BACKGROUND
I have vectors with some sample data and each vector has a category name (Places,Colors,Names).
['john','jay','dan','nathan','bob'] -> 'Names'
['yellow', 'red','green'] -> 'Colors'
['tokyo','bejing','washington','mumbai'] -> 'Places'
My objective is to train a model that take a new input string and predict which category it belongs to. For example if a new input is "purple" then I should be able to predict 'Colors' as the correct category. If the new input is "Calgary" it should predict 'Places' as the correct category.
APPROACH
I did some research and came across Word2vec. This library has a "similarity" and "mostsimilarity" function which i can use. So one brute force approach I thought of is the following:
- Take new input.
- Calculate it's similarity with each word in each vector and take an average.
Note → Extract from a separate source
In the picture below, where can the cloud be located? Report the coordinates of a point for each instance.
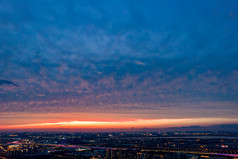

So for instance for input "pink" I can calculate its similarity with words in vector "names" take a average and then do that for the other 2 vectors also. The vector that gives me the highest similarity average would be the correct vector for the input to belong to.
ISSUE
Given my limited knowledge in NLP and machine learning I am not sure if that is the best approach and hence I am looking for help and suggestions on better approaches to solve my problem. I am open to all suggestions and also please point out any mistakes I may have made as I am new to machine learning and NLP world.